Cielak z gminy Radecznica nadal bez właściciela. – Był anonimowy telefon odnośnie ewentualnego właściciela, ale to był fałszywy alarm– przyznają urzędnicy. Jednak wójt gminy zapewnia że zwierzę nie trafi do utylizacji.
Historia jak na razie pozostaje bez szczęśliwego zakończenia. Zwierzę błąkało się kilka dni temu po wsiach w gminie Radecznica. Policjanci zagonili je na jedną z posesji. Ale nikt się po cielaka jak dotąd nie zgłosił.
– Cielak nie jest zakolczykowany, a więc nie jest objęty ewidencją, która pozwoliłaby ustalić z jakiego gospodarstwa pochodzi – mówi asp. Dorota Krukowska – Bubiło, rzecznik zamojskiej policji. Przez kilka dni nikt też nie zgłosił zaginięcia cielaka. – Dzielnicowi jeżdżą po wsiach i rozpytują mieszkańców – dodaje rzecznik.

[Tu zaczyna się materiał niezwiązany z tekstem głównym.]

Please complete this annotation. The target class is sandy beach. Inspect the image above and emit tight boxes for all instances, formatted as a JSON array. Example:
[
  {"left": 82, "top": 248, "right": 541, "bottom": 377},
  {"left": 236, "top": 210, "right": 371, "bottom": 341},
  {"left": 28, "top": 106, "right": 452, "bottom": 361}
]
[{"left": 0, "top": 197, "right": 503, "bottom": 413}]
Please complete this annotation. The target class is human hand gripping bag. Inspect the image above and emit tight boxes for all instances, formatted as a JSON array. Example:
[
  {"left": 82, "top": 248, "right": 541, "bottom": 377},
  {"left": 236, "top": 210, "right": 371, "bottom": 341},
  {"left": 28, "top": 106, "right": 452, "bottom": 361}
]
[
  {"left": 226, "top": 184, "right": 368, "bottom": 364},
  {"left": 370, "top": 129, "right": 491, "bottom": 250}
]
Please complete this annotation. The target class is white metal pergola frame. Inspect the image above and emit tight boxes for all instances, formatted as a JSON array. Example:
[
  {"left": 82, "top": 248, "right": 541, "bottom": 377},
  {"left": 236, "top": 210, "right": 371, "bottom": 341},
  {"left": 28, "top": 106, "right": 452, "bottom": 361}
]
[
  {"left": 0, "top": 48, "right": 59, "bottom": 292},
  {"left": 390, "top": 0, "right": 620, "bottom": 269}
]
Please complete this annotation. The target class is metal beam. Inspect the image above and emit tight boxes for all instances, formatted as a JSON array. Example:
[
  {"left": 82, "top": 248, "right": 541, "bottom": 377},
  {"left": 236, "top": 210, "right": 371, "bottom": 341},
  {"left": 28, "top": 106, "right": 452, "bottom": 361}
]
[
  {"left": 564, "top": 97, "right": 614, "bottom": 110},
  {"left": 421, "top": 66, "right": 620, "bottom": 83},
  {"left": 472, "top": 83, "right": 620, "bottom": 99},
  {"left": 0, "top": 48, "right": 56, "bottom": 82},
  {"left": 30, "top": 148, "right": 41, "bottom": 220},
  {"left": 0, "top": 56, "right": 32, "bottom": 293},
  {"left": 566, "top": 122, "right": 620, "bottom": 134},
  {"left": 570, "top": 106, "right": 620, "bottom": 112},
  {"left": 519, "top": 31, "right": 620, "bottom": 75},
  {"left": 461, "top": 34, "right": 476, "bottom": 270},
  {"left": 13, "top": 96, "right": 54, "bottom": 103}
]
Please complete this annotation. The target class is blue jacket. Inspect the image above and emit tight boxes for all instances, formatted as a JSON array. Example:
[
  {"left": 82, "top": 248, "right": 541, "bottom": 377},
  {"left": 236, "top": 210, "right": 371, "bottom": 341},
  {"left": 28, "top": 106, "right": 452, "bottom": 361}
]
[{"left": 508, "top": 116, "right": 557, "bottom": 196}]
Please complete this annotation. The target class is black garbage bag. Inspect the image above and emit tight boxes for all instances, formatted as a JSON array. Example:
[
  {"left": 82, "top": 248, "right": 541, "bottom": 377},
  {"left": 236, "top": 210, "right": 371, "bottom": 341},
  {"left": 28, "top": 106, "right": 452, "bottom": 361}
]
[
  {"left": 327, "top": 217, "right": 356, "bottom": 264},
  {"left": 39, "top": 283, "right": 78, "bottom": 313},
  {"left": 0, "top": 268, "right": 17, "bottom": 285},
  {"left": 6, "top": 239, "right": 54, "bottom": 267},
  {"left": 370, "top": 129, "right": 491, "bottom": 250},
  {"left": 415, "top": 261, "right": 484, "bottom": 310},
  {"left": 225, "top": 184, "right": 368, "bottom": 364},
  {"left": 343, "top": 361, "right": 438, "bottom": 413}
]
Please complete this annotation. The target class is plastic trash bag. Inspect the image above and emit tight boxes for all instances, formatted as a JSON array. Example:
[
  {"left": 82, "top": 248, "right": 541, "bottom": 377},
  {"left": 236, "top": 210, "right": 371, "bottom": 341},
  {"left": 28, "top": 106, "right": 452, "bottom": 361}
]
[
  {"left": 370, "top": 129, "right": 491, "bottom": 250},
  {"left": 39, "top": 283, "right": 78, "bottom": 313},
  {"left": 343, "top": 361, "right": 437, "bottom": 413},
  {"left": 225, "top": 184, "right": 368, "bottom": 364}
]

W poniedziałek do urzędu gminy ktoś anonimowo zadzwonił i wskazał właściciela. Jednak policja to sprawdziła i okazał się to fałszywy alarm. Cielak ma ok. 6 miesięcy i jest zdrowy. Była obawa że zwierzę może trafić do utylizacji w związku z tym nie ma żadnych wymaganych prawem dokumentów weterynaryjnych. Poza tym, w powiatowym ARiMR nie zgłoszono ostatnio narodzin bydła na tym terenie. Zatem, nic nie wskazywało na pochodzenie cielaka.
– Uczynimy wszystko, aby cielę nie trafiło do utylizacji. Ono nie jest niczemu winne. Obecnie jest pod troskliwą opieką jednego z mieszkańców naszej gminy – podkreśla Marian Szuper wójt gminy Radecznica. – Jest również chętny rolnik z terenu naszej gminy, aby to zwierzę przygarnąć. Na razie czekamy– dodaje wójt. Póki co, cielak żyje na koszt gminy. Jest m.in. pod opieką weterynaryjną.
Na swojej stronie internetowej, gmina Radecznica nadal udostępnia komunikat o cielaku. Urzędnicy proszą właściciela o kontakt z urzędem pod numerem telefonu 84 68 26 862.